Makoto Kobayashi (小林 誠, Kobayashi Makoto, born April 7, 1944, in Nagoya, Japan) is a Japanese physicist known for his work on CP-violation who was awarded one-fourth of the 2008 Nobel Prize in Physics "for the discovery of the origin of the broken symmetry which predicts the existence of at least three families of quarks in nature."[1]

Early life and education

Makoto Kobayashi was born in Nagoya, Japan in 1944.[2][3] When he was two years old, Kobayashi's father Hisashi died. The Kobayashi family home was destroyed by the Bombing of Nagoya, so they stayed at his mother's (surnamed Kaifu) family house. One of Makoto's cousins, Toshiki Kaifu, the 51st Prime Minister of Japan, was living in the same place.[4] His other cousin was an astronomer, Norio Kaifu.[5] Many years later, Toshiki Kaifu recalled Kobayashi: "when he was a child, he was a quiet and lovely boy, always reading some difficult books in my room. I think this is the beginning of his sudden change into a genius."[4]

After graduating from the School of Science of Nagoya University in 1967,[2][3] he obtained a DSc degree from the Graduate School of Science of Nagoya University in 1972.[6] During college years, he received guidance from Shoichi Sakata and others.


Nicola Cabibbo and Makoto Kobayashi
Paul Krugman, Roger Tsien, Martin Chalfie, Osamu Shimomura, Makoto Kobayashi and Toshihide Masukawa, Nobel Prize Laureates 2008, at a press conference at the Swedish Academy of Science in Stockholm.

After completing his doctoral research at Nagoya University in 1972, Kobayashi worked as a research associate on particle physics at Kyoto University. Together, with his colleague Toshihide Maskawa, he worked on explaining CP-violation within the Standard Model of particle physics.

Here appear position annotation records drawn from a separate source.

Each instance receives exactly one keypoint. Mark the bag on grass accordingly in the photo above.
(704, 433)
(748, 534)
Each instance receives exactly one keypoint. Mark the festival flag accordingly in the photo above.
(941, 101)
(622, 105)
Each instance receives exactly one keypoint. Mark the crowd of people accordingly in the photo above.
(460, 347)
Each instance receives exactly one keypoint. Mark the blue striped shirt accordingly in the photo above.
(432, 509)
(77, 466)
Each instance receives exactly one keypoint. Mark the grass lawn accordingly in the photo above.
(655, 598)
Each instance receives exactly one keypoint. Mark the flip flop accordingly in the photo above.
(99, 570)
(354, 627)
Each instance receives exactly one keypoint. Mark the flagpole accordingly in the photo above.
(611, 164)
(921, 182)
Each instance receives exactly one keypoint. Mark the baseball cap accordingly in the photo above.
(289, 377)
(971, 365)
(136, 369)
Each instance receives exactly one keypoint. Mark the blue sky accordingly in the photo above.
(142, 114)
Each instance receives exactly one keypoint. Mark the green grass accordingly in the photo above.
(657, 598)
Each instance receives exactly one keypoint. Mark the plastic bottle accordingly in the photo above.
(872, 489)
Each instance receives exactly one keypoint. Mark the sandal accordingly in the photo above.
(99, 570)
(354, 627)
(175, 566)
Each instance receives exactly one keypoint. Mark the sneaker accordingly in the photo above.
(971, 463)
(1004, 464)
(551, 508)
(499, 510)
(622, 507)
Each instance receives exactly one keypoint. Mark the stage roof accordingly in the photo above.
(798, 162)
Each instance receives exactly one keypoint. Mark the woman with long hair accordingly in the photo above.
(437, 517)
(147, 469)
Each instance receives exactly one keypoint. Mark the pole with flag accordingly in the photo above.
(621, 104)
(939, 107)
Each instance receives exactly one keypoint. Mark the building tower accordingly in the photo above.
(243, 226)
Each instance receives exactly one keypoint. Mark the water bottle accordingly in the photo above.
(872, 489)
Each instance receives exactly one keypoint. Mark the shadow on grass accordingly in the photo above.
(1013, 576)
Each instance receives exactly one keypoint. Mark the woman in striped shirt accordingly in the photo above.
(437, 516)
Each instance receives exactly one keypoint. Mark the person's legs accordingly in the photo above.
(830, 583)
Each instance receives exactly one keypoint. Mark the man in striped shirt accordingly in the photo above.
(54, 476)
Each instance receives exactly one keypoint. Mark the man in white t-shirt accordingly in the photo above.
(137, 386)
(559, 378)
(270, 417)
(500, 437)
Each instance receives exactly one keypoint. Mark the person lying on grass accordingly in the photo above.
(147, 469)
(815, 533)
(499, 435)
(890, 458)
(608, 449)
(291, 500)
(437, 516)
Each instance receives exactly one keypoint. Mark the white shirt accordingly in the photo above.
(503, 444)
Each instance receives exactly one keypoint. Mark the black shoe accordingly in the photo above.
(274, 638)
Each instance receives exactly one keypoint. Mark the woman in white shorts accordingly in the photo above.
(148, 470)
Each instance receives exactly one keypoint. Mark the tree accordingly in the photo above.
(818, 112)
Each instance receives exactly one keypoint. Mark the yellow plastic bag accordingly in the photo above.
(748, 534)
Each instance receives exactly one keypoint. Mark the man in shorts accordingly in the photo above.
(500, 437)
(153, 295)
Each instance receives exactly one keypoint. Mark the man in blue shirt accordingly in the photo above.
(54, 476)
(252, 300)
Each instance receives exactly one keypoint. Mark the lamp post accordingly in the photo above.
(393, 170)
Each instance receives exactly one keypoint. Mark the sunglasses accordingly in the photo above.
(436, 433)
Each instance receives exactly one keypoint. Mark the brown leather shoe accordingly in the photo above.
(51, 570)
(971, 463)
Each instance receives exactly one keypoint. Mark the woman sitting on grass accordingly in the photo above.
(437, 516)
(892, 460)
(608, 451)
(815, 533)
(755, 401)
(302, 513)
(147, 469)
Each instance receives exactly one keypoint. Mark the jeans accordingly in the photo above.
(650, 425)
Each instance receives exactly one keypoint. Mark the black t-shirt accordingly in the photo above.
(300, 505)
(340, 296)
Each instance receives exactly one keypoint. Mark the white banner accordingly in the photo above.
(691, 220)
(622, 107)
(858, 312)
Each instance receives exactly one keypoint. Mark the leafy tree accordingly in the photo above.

Kobayashi and Maskawa's theory required that there were at least three generations of quarks, a prediction that was confirmed experimentally four years later by the discovery of the bottom quark.

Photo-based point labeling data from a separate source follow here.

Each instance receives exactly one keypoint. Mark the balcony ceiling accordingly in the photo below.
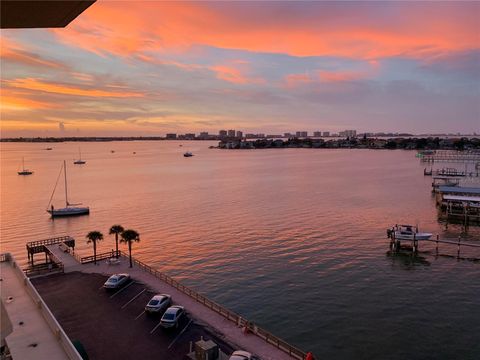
(40, 14)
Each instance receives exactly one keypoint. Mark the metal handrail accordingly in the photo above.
(219, 309)
(51, 241)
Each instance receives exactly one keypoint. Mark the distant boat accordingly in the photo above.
(79, 161)
(408, 232)
(24, 171)
(69, 209)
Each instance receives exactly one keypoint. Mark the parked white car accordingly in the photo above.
(172, 316)
(116, 281)
(158, 304)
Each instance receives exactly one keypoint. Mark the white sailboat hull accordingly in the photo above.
(69, 211)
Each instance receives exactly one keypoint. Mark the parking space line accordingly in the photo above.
(156, 327)
(178, 336)
(143, 312)
(140, 293)
(119, 291)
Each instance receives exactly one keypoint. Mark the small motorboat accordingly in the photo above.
(79, 161)
(407, 232)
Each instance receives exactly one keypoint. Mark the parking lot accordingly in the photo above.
(113, 324)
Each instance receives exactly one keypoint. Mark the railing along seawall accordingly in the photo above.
(57, 330)
(219, 309)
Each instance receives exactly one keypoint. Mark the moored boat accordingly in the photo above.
(24, 171)
(69, 209)
(407, 232)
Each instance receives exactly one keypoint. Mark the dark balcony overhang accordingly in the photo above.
(17, 14)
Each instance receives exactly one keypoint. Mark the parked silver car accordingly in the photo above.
(158, 304)
(116, 281)
(172, 316)
(242, 355)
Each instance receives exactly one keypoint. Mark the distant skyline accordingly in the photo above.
(149, 68)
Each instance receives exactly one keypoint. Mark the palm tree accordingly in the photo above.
(93, 237)
(129, 236)
(116, 229)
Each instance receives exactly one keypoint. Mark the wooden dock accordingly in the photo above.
(452, 156)
(396, 244)
(40, 246)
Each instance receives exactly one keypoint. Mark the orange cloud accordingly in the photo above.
(351, 30)
(38, 85)
(22, 103)
(15, 52)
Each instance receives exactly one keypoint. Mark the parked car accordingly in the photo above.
(172, 316)
(116, 281)
(242, 355)
(158, 304)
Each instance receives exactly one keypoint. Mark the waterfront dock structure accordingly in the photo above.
(459, 204)
(233, 327)
(29, 330)
(397, 244)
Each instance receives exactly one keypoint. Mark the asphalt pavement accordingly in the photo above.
(112, 324)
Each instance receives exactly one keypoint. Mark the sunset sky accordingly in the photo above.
(148, 68)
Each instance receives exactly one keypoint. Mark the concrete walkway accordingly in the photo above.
(31, 338)
(232, 333)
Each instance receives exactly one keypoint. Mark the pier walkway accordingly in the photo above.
(225, 322)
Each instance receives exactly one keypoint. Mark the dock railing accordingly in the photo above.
(46, 242)
(57, 330)
(219, 309)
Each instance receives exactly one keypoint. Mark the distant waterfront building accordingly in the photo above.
(203, 135)
(348, 133)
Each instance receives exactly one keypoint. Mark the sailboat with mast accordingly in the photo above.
(24, 171)
(79, 161)
(69, 209)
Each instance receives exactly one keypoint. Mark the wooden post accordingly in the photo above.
(458, 250)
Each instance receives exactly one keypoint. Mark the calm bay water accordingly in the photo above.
(293, 239)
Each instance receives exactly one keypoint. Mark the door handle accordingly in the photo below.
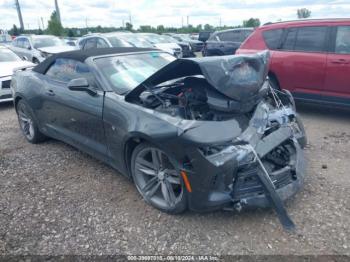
(50, 92)
(340, 61)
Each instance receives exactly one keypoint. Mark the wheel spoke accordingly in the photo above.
(171, 192)
(145, 170)
(165, 193)
(151, 186)
(168, 193)
(173, 180)
(173, 176)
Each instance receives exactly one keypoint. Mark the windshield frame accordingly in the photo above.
(18, 59)
(110, 85)
(35, 39)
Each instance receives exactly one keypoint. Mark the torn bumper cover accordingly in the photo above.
(261, 167)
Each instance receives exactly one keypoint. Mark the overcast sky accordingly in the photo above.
(75, 13)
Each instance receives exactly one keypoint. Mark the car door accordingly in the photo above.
(74, 116)
(338, 64)
(300, 62)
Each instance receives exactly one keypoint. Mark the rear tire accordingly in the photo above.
(28, 124)
(158, 179)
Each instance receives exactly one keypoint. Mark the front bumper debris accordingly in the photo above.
(242, 176)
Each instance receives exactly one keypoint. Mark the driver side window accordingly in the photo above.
(64, 70)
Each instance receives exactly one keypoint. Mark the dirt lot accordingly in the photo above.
(57, 200)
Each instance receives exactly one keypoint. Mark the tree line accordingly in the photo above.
(55, 27)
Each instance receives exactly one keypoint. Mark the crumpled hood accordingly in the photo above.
(6, 68)
(57, 49)
(239, 77)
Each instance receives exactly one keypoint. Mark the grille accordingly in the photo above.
(277, 162)
(6, 84)
(248, 183)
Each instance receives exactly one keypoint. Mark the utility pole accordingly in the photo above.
(19, 14)
(58, 12)
(42, 22)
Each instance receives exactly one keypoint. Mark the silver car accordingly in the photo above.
(9, 62)
(36, 48)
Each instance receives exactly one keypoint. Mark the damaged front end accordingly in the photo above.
(242, 141)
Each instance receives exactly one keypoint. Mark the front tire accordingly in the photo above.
(28, 124)
(158, 179)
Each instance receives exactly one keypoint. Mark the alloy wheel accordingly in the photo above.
(157, 179)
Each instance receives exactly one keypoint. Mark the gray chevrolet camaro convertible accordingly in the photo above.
(199, 134)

Kobayashi and Maskawa's article, "CP Violation in the Renormalizable Theory of Weak Interaction",[7] published in 1973, is the fourth most cited high energy physics paper of all time as of 2010.[8] The Cabibbo–Kobayashi–Maskawa matrix, which defines the mixing parameters between quarks was the result of this work. Kobayashi and Maskawa were jointly awarded half of the 2008 Nobel Prize in Physics for this work, with the other half going to Yoichiro Nambu.[1]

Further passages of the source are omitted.